J’ai un peu de retard: qu’est-ce que cette histoire de juge rouge, juge de gauche? Y a-t-il donc aussi un juge de droite? Quel serait alors son comportement? N’aurait-il pas lui aussi des états d’âme? Ne mépriserait et se moquerait-il pas lui aussi?
Il me semble que Zarathoustra ne fait au final pas de grande différence. Tous – juges, gens de bien comme le criminel – semblent dépendants de leur Moi. Tous ont un Moi malade. Celui qui est en mesure de se transformer et promouvoir la folie de la vie ne se trouverait-il donc ni parmi les juges ni parmi les gens de bien?
Le « juge rouge »: difficulté d’interprétation.
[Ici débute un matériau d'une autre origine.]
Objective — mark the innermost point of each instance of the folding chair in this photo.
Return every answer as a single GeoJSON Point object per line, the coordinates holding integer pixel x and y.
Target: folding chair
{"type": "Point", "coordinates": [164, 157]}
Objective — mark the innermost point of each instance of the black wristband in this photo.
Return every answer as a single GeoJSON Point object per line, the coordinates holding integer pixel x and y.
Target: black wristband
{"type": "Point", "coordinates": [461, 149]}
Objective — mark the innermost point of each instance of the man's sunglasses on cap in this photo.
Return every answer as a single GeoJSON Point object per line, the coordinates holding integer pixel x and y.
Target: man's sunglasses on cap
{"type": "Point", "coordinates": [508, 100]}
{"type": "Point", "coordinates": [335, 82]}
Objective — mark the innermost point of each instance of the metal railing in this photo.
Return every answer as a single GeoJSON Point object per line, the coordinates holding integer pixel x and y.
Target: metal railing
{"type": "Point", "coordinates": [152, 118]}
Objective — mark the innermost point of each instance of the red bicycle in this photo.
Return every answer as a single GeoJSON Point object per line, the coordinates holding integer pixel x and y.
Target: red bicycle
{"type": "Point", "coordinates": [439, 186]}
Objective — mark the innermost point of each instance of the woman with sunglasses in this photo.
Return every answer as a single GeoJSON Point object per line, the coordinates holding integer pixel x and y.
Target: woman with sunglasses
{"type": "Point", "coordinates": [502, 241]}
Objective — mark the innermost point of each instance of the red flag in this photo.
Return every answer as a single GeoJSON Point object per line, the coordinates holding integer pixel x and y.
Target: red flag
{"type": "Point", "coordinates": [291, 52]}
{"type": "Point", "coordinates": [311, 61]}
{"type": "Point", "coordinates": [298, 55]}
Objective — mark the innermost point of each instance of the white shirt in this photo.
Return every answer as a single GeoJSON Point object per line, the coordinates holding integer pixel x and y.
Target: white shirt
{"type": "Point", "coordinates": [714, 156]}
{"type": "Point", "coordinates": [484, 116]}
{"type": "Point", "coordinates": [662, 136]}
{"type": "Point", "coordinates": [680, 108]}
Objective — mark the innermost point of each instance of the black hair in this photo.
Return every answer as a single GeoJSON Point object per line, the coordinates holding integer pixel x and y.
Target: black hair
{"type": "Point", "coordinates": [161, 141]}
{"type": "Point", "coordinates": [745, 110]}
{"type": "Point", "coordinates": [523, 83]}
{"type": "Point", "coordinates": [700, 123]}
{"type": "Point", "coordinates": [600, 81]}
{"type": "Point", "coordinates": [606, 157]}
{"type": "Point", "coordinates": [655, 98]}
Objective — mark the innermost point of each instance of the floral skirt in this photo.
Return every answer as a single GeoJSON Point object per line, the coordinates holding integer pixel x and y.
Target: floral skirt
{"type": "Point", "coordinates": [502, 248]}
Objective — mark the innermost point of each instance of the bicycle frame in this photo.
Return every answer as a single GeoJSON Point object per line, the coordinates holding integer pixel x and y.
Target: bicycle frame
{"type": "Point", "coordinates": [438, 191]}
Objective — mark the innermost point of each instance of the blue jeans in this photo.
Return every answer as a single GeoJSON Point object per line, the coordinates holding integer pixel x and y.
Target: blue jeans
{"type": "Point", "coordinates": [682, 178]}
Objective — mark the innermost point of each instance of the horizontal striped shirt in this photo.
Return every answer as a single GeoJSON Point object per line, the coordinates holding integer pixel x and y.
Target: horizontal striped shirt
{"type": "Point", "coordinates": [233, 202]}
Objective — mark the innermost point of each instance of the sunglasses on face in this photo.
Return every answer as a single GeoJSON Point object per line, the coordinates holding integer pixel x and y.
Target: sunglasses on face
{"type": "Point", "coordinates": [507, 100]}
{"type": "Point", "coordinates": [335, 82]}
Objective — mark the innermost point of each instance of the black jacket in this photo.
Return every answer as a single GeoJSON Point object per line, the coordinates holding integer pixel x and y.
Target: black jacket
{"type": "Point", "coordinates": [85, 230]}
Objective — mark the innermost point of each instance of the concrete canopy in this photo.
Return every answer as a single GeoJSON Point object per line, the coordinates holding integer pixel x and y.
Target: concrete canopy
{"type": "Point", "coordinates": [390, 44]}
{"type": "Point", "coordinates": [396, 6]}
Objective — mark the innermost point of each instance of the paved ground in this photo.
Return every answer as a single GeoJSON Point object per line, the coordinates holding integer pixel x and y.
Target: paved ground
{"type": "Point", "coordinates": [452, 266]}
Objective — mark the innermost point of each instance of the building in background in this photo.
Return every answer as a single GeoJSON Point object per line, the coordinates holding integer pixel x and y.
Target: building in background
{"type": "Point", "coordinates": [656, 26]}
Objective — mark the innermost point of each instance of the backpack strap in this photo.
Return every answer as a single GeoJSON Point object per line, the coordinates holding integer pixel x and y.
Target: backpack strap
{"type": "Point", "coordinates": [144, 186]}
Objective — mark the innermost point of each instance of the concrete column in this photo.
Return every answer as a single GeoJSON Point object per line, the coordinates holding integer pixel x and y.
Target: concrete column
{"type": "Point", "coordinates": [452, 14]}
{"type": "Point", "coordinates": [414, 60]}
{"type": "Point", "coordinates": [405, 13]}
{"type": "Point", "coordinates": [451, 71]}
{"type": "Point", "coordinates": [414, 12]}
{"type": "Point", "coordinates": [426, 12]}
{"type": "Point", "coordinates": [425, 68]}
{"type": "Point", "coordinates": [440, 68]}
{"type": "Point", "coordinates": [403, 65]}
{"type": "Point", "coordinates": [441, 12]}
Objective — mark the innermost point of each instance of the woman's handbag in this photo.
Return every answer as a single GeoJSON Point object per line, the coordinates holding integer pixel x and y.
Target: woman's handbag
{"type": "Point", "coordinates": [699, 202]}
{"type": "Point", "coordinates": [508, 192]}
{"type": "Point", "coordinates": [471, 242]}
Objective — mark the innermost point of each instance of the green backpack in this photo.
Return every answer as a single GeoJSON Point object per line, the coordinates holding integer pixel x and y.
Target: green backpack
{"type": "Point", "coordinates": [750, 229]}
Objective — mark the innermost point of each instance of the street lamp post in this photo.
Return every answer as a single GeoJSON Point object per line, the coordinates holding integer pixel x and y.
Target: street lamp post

J’ai fait de mon mieux, mais ne suis pas sûr d’avoir trouvé.
Au final, tu as raison – étonnant d’ailleurs pour quelqu’un qui est en retard de plus de deux mille ans en matière de questions occidentales… -, en son fond, le juge rouge ne se distingue pas vraiment des autres personnages. Façonnés que nous sommes par la tradition, nous sommes tous touchés par les mêmes maladies. Plus ou moins. La question est « simplement » de savoir dans quelle mesure on vise le surhomme ; dans quelle mesure on nuit ou non à la vie.